Sunday, December 5, 2021

Face to Face : 'No Way Out but Through"

 I have not listened to these guys since the 90s, well at least on a regular basis there might have been a moment of weakness or three where I got nostalgic for this kind of 90s punk or perhaps was making a list for one blog or another that asked me to dip back into these years. Not much has changed and it plays to their favor. The first song with hookier and more melodic than when they default to the faster though more punk sound. The third song confirms we are not getting much in the way of new tricks but not sure much of that would have been wanted in the first place.  It is like the average between the first song and the second, though with an almost ska like bounce to it. The bass player seems to be the most on it He adds an underlying melodic sense , the vocals fall where you would expect them to most of the time. This is the sort of thing that became emo, 

"Anonymous" has a much more straight forward feel to it. It works for what they are doing but is not what I call their strongest song writing. This reminds me more of the path the Get Up kids went down. Though they are not as emotive. I think what I liked about this era of punk was the more emotive feel since it was less happy sounding than most punk. Once again, this bass player saves the day.  Some of this darker sound perhaps tempered with a Bad Religion feel can be heard on "Ruination Here We Come", this works better for me than the happier sound of "Long Way Down" . It sounds like the bass player came up with the riff to "Vertigo-go" , if that is the case, they need to let him write more of the songs.   It is more upbeat than some of the other sounds I have preferred from them, but it works. "You Were Wrong About Me" works off the kind of winning formula that made this music memorable in its heyday. 

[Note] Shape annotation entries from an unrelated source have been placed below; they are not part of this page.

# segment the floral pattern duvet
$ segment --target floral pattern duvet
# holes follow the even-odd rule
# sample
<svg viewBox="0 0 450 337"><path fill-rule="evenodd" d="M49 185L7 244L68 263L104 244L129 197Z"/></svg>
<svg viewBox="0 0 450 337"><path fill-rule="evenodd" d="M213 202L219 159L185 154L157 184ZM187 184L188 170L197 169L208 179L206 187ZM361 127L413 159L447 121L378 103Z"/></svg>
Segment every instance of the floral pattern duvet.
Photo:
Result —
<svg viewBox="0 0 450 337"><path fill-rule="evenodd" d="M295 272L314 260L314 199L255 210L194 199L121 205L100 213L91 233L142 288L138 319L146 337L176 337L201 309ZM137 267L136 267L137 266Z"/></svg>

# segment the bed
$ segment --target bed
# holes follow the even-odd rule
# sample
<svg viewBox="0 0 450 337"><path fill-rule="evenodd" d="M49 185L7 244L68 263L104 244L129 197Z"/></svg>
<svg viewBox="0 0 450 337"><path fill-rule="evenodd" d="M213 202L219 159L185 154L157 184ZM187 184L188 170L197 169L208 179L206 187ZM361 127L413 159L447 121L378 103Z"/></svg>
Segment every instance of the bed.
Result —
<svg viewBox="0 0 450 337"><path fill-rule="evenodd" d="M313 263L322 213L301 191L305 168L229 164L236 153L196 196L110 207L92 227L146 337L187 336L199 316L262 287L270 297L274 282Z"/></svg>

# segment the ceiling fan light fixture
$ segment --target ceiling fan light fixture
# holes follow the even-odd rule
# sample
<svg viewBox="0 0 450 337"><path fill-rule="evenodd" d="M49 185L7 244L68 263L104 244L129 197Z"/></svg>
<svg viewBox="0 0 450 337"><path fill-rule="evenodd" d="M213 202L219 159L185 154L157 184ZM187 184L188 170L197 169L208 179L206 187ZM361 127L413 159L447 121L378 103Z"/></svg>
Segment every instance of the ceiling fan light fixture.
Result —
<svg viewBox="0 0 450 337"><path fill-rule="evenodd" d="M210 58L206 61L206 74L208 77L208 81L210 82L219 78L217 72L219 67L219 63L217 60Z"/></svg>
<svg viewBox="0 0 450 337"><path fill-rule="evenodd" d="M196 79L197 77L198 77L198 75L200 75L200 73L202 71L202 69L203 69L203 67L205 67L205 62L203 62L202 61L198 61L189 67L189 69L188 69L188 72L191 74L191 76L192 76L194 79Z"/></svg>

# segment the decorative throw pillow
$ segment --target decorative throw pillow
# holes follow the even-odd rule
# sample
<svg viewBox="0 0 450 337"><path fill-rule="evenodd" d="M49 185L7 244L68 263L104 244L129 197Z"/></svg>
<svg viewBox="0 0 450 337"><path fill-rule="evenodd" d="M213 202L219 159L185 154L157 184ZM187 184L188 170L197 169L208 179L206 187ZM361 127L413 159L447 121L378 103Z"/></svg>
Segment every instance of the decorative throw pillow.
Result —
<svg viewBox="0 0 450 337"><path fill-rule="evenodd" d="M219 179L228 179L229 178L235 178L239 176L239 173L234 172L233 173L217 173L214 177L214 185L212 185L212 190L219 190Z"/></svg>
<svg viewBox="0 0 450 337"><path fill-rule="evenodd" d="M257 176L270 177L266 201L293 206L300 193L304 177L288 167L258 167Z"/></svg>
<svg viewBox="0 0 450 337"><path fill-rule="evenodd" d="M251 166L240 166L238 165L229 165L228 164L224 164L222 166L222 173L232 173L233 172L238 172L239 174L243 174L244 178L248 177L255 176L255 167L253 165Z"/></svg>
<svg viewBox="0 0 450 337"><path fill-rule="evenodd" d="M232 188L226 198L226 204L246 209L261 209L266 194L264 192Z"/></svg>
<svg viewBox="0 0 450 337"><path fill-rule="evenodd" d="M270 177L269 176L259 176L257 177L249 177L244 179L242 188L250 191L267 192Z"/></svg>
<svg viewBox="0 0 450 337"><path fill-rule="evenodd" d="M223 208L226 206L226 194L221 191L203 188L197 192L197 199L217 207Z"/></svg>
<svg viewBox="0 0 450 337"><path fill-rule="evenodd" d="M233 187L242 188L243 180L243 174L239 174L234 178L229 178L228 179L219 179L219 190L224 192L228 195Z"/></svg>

"Spitshine" is drum driven and runs on the kind of gas that flows through more rock influenced blue collar punk like Social Distortion , so they are showing they can do a little bit of it all. The bass player once again shows that he is the glue along with the drummer to give this band one of the strongest back bones from the 90s. punk scene. Even with all of this "This is My Vanishing Act" could use vocals that do a little more as everything begins to take on almost too uniform of a sound. The last song is more up-tempo, but with textured guitars and vocals that a little more room to breathe.  I will give this album an 8.5, wish I had more time before the end of the year to see how this grows on me.  They do prove they were one of the better bands from this era.